Han et al. showed that anti-TIGIT antibodies activate myeloid cells to induce an antitumor response via interactions between their Fc domains and FcγRs on myeloid cells. Anti-TIGIT antibodies with intact Fc portions (anti-TIGIT:mIgG2a) inhibited growth in MC38 and CT26 tumors, both as a monotherapy and in combination with anti-PD-1, dependent on FcγRIV. Anti-TIGIT:mIgG2a didn’t deplete intratumoral Tregs and failed to reduce tumor growth in TIGIT knockout mice. Anti-TIGIT:mIgG2a upregulated chemokines, cytokines, and APC activation markers (MHC class II, CD86, or CD40), and increased perforin, granzyme B and INFγ in combination with anti-PD-1.

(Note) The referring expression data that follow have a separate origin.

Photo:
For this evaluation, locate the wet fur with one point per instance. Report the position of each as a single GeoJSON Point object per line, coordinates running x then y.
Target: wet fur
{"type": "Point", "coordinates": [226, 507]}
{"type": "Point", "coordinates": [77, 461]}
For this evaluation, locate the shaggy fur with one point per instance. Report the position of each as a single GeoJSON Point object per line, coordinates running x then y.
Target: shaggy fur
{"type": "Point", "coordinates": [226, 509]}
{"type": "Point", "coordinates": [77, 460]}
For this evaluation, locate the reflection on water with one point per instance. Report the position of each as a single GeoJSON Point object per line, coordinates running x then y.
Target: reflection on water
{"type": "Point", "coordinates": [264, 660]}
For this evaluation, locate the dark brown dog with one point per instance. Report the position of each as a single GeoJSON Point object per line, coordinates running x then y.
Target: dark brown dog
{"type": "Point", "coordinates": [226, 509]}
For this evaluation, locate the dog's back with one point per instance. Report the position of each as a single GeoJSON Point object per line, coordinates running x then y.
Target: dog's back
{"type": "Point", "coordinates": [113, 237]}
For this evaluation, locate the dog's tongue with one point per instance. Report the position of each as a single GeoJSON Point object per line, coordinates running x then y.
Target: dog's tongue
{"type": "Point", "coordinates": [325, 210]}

Contributed by Shishir Pant
ABSTRACT: The molecule "T cell immunoreceptor with immunoglobulin and ITIM domain," or TIGIT, has recently received much attention as a promising target in the treatment of various malignancies. In spite of the quick progression of anti-TIGIT antibodies into clinical testing both as monotherapy and in combination with programmed cell death-1 (PD-1)-directed immune checkpoint blockade, the molecular mechanism behind the observed therapeutic benefits remains poorly understood. Here we demonstrate, using mouse tumor models, that TIGIT blocking antibodies with functional Fc binding potential induce effective anti-tumor response. Our observations reveal that the anti-TIGIT therapeutic effect is not achieved by depletion of intratumoral regulatory T cells (Treg) or any cell population expressing TIGIT, but instead is mediated by possible "reverse activating signals" through FcγRs on myeloid cells, inducing expression of various mediators such as cytokines and chemokines. Furthermore, we discovered an induction of a robust and persistent granzyme B and perforin response, distinct from a predominantly interferon-γ (IFN-γ)-driven anti-PD-1 blockade. Our observations, for the first time, provide the basis for a mechanistic hypothesis involving the requirement of a functional Fc domain of anti-TIGIT monoclonal antibodies, of which various isotypes are currently under intense clinical investigation.